More than 1,100 laptops are missing from the Department of Commerce with 249
of them containing personally identifiable information.
The agency issued the numbers Friday morning based on an inventory review
from 2001 to the present. The review was prompted by public and
congressional inquiries following a summer of embarrassing data breaches by
the U.S. government.
Of the 15 operating units under the control of the agency, 1,137 of 30,000 laptops are lost, stolen or missing.
The Census Bureau led the list with 672 missing laptops, of which 246
contained some degree of personal data.
Commerce Secretary Carlos M. Gutierrez was quick to downplay the identity
theft threat.
“All of the equipment that was lost or stolen contained protections to
prevent a breach of personal information,” he said in a statement.
Gutierrez said access passwords, complex database software, system
safeguards and/or encryption technology limits the potential for misuse of
data on the laptops.
“The amount of missing computers is high, but fortunately, the vulnerability
for data misuse is low,” Gutierrez said.
“While we know of no instances of
personal information being improperly used, we regret each instance of lost
material and believe the volume of lost equipment is unacceptable.”
In a separate review requested by U.S. Rep.
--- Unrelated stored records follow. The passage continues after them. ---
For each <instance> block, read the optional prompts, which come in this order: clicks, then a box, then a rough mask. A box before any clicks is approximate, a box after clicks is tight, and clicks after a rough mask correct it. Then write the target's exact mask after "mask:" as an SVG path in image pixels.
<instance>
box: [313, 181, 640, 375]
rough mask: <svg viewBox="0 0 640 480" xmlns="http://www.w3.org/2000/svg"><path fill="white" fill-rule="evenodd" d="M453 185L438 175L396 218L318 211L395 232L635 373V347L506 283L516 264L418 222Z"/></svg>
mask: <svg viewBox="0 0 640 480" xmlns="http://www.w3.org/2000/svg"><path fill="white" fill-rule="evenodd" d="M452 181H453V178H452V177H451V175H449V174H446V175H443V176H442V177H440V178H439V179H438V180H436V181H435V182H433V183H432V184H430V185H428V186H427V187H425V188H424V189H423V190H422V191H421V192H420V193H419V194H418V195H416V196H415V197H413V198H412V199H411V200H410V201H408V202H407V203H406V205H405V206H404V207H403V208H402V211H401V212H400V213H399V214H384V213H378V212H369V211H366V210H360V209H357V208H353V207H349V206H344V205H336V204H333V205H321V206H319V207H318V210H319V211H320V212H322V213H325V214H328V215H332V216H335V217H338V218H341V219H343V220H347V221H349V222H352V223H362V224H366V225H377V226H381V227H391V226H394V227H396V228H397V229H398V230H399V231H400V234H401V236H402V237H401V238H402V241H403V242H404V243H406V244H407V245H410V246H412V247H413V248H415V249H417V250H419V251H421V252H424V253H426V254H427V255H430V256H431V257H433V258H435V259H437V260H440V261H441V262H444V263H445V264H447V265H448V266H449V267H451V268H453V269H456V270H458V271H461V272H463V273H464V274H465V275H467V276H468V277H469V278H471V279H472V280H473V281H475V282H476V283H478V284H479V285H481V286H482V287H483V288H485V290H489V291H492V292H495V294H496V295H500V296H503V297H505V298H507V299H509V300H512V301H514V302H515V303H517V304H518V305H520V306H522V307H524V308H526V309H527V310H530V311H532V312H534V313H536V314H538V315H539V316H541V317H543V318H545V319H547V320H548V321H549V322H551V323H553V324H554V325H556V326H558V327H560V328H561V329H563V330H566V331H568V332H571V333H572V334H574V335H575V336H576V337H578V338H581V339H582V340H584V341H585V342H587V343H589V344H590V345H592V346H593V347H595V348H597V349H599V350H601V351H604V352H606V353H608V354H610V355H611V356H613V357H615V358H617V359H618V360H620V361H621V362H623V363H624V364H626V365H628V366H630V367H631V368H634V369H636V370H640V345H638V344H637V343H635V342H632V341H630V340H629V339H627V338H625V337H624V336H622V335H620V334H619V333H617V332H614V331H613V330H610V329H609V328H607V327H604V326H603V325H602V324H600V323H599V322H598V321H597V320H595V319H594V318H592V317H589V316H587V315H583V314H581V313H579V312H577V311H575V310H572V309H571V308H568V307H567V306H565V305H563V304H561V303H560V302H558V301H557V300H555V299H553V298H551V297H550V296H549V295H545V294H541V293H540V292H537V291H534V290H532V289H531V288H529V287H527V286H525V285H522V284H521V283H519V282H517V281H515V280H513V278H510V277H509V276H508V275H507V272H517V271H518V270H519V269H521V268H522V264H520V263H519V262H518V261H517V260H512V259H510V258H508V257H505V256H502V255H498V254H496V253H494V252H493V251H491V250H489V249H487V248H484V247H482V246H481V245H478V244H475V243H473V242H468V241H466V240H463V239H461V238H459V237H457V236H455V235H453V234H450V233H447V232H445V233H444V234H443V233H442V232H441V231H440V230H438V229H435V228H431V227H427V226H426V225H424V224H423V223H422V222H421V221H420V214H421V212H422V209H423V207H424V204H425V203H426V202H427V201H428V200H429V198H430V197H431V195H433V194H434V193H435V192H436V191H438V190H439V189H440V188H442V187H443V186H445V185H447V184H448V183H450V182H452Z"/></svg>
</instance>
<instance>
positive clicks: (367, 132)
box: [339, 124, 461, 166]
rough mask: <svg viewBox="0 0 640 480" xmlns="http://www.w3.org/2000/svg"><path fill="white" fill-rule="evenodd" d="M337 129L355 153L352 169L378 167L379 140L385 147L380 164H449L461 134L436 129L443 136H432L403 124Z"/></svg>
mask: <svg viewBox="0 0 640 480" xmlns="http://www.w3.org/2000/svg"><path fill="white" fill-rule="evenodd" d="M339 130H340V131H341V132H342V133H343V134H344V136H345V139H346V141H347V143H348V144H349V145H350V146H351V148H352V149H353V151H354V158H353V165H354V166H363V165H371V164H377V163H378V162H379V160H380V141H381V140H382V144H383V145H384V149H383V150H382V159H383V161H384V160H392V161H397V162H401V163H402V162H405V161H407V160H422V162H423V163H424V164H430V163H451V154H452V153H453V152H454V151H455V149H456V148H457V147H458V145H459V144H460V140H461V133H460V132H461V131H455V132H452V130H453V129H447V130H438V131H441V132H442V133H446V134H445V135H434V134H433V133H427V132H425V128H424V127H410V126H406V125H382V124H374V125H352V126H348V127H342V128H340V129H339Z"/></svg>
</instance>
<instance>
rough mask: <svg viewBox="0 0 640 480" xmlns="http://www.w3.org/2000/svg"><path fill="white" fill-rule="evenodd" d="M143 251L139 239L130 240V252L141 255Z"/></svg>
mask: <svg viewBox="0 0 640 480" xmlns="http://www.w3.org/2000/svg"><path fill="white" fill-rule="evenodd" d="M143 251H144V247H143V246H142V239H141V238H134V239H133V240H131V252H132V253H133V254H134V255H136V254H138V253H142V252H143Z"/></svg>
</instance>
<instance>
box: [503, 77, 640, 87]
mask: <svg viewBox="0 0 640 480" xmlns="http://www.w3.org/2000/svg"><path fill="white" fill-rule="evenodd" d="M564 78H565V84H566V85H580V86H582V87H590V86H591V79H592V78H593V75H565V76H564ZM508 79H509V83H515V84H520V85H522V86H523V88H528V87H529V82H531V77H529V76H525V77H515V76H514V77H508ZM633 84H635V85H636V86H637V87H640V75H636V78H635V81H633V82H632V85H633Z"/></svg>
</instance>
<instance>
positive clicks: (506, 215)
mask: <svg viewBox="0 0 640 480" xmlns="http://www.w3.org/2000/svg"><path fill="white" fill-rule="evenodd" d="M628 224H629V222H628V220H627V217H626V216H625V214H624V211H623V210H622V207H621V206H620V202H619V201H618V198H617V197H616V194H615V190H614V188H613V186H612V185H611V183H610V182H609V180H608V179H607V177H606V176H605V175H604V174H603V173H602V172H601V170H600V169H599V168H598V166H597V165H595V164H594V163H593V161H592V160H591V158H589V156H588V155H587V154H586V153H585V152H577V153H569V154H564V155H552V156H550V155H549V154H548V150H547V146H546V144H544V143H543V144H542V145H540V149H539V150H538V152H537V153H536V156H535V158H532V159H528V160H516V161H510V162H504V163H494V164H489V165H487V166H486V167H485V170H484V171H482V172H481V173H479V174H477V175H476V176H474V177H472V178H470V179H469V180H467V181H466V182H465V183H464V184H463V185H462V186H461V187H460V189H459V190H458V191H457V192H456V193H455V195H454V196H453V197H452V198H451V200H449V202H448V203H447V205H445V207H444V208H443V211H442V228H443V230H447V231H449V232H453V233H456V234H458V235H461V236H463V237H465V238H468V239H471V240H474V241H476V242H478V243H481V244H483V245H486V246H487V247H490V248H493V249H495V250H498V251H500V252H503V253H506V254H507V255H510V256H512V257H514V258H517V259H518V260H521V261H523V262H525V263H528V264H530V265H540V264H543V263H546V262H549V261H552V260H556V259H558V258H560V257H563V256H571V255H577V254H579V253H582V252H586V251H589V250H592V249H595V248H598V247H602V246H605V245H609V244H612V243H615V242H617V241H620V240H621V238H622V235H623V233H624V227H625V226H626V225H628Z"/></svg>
Tom Davis, chairman of the House
Government Reform Committee, the agency found 297 instances since 2003 of
the loss or compromise of personal information.
Those came from 217 laptops, 15 handheld devices and 46 thumb drives with
the balance involving documents or other materials.
Davis sent letters in July to the heads of all cabinet agencies, as well as
the Office of Personnel Management and the Social Security Administration,
seeking detailed information on any “loss or compromise of sensitive
personal information held by the federal government” since Jan. 1, 2003.
The Department of Commerce was the first to reply.
“Perhaps the most shocking thing here is that the public might not have ever
known of these breaches, and their scope, if we hadn’t specifically asked
for the information,” Davis said in a statement.
“Why aren’t these
inventories taken automatically, instinctively?
The Census Bureau said it deploys thousands of field representatives every
year armed with laptops to compile survey data.
The Bureau said because of
the unique nature of the workforce, procedural mechanisms are in place to
limit data breaches.
According to the Department of Commerce, each laptop is password-protected
and contains information on an estimated 20 to 30 households, and rarely more
than 100.
In addition to the laptops, the Census Bureau is evaluating the use of
handheld devices to record survey data in preparation for the 2010 Census.
All of the handheld devices require an initial password to operate the
device.
In addition, the handhelds require a second password, only available to
employees at the Census Bureau headquarters, to access the data.
Of the approximately 2,400 in use since 2004, the Bureau reported 15 with
personally identifiable information have been lost, stolen or are missing.
“Unlike the laptops, it is possible for us to determine the potentially
affected households, and we are in the process of contacting those 558
households even though the risk of misuse of data is extremely low,” the
agency said in a statement.
The National Oceanic and Atmospheric Administration (NOAA) followed the
Census Bureau with 325 missing laptops, three of which contained personal
data.
“This review process has clearly pointed out the flaws in the department’s
inventory and accountability efforts going back many years,” Gutierrez said.
“We are viewing this process with the spirit of actively rooting out the
problems and addressing them immediately.”